I’ve written before (and here too) about the shimmery grays in Corot’s landscapes, which I find so utterly charming and bewitching. His gauzy, atmospheric veils shimmer with pearlescent grays composed of carefully toned neutral blues, ochres, greens, and violets ... his foliage trails into sky-brightness like forgotten music …
But it’s only recently that I came across a write-up by the National Gallery summarizing the results of an analysis of Corot’s pigments during what they term his most representative period (the 1860s and 1870s).
It’s his most muted, pearlescent period as well, and the report is both revealing and surprising.
From the site:
The ground is composed of lead white, over which a brown translucent undercolour has been painted which can be seen through the top paint.. Corot has used cobalt blue in the sky and in the greyish mauve of the middle distance. The mid-green foreground is created from blue and yellow, made up of a transparent yellow (possibly chrome) and a fine blue (possibly Prussian blue) mixture with white, red and black in small amounts (my emphasis).
Much has been written, from Robaut onwards, on how Corot preferred to mix his greens, rather than use ready-made ones but in actual fact he used both, as is evidenced by other paintings in the collection. The very bright orange streaks in the boat and on the woman’s cap have been identified as cadmium orange, a pigment which came into use in the latter half of the 19th century. It has also been identified in Corot’s Les Evaux, near Château Thierry, dated by Robaut to 1855 to 1865 (R1292, private collection).

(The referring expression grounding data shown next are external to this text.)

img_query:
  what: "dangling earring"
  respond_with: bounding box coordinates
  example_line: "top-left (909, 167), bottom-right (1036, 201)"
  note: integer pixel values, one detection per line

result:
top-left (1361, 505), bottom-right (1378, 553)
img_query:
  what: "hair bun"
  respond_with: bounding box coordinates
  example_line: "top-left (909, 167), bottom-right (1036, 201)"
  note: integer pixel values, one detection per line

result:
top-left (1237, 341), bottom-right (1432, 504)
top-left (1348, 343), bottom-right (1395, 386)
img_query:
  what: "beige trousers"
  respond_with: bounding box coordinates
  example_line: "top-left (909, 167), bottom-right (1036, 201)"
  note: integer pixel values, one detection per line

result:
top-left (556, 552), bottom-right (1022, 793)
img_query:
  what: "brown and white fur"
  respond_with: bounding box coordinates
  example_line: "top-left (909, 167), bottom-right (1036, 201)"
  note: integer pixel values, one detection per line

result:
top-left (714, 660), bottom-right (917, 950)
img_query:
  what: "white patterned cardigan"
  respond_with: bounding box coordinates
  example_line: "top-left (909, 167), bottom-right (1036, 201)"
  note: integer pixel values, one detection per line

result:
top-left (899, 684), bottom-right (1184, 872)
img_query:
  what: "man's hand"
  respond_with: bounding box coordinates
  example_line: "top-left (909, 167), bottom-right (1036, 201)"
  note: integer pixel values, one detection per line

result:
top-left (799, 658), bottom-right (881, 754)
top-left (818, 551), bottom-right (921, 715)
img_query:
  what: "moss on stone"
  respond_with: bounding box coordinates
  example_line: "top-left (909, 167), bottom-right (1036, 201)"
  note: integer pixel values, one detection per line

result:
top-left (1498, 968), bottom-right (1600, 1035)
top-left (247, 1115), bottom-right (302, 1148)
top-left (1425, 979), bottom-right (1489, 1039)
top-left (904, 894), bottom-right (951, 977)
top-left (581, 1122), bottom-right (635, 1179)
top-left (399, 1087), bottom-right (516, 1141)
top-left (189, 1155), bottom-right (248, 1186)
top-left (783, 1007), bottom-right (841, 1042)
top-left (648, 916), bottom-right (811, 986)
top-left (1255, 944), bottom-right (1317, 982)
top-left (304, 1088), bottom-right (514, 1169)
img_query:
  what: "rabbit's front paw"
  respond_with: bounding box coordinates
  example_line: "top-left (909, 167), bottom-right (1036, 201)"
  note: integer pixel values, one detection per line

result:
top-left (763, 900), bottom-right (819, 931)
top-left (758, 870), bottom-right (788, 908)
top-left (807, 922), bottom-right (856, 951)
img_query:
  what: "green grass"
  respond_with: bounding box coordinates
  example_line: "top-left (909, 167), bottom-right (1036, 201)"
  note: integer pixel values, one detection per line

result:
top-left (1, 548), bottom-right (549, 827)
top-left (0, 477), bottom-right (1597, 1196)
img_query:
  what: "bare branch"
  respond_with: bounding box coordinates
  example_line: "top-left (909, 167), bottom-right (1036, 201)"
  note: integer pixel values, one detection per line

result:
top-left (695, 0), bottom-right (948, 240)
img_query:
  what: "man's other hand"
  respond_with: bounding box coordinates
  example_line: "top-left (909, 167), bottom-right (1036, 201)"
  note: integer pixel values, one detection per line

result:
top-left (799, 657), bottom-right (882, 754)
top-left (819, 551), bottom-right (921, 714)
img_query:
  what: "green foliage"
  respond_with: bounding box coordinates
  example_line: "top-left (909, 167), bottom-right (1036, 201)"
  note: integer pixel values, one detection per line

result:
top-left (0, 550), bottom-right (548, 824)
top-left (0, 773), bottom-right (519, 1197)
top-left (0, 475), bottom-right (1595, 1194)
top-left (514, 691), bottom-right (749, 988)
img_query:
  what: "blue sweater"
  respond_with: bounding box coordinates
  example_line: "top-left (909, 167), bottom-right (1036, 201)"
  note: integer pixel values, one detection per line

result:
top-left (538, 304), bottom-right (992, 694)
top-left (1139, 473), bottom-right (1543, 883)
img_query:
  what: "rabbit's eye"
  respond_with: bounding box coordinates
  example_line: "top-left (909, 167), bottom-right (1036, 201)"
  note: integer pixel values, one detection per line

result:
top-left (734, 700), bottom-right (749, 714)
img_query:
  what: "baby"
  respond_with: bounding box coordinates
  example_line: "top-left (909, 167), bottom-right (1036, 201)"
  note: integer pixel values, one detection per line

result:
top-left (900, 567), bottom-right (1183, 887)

Cadmiums? Corot? But it’s the admixture of white, red, and (shock! horror!) black to his green mixture that sent off the “ah-ha” moment for me. Between the complementary red and the black, that green is well on its way to a neutral hue, and the white just levels the value as well.
Creating a similar mauve mixture for the background and taking these as the painting’s predominant tones, one can really control the painting's overall color and value, modulating these with just the slightest variations in the various proportions of light and dark paint.
I found this information while preparing to paint the old apple orchard across the street here in Hollis, New Hampshire. I wanted to do justice to the ethereal, tentative quality of the colors that emerge at the outset of these northern springs, so I decided to experiment a little with my own (cheerier and somewhat more saturated) version of Corot’s methods.
Hollis Orchard, Early Spring 10 x 20
I completed the sketch for this painting on location in the orchard, staying until I thought I had most of the values right. I used burnt sienna thinned with mineral spirits. Then I took the canvas inside and mixed up a mess of murky, Corot-esque green-blue-gray using Prussian blue, gold ochre, alizarin crimson, ivory black, and Titanium white. It felt great breaking the rule against mixing colors with more than three hues, not to mention using the black! I recommend everybody try it asap.
I’ve generally mixed my own greens, detouring to try out tubes of sap green, permanent green, viridian (a staple anyway, for other reasons), terre vert (does anybody use this? If so, what for?), and olive green (the juicy one ground with walnut oil- can’t think of the brand). What are others doing?
Check out the National Gallery page on The Leaning Tree Trunk if you're as interested in Corot as I am - you can zoom in very close to the painting to check out Corot's every stroke. It was the first time I'd understood how he painted his tree branches and foliage, too (in darks first, then laying in sky over that, and then extending the branches out into the air using - yes, neutral gray, of course, in numerous little dabs of shimmering paint).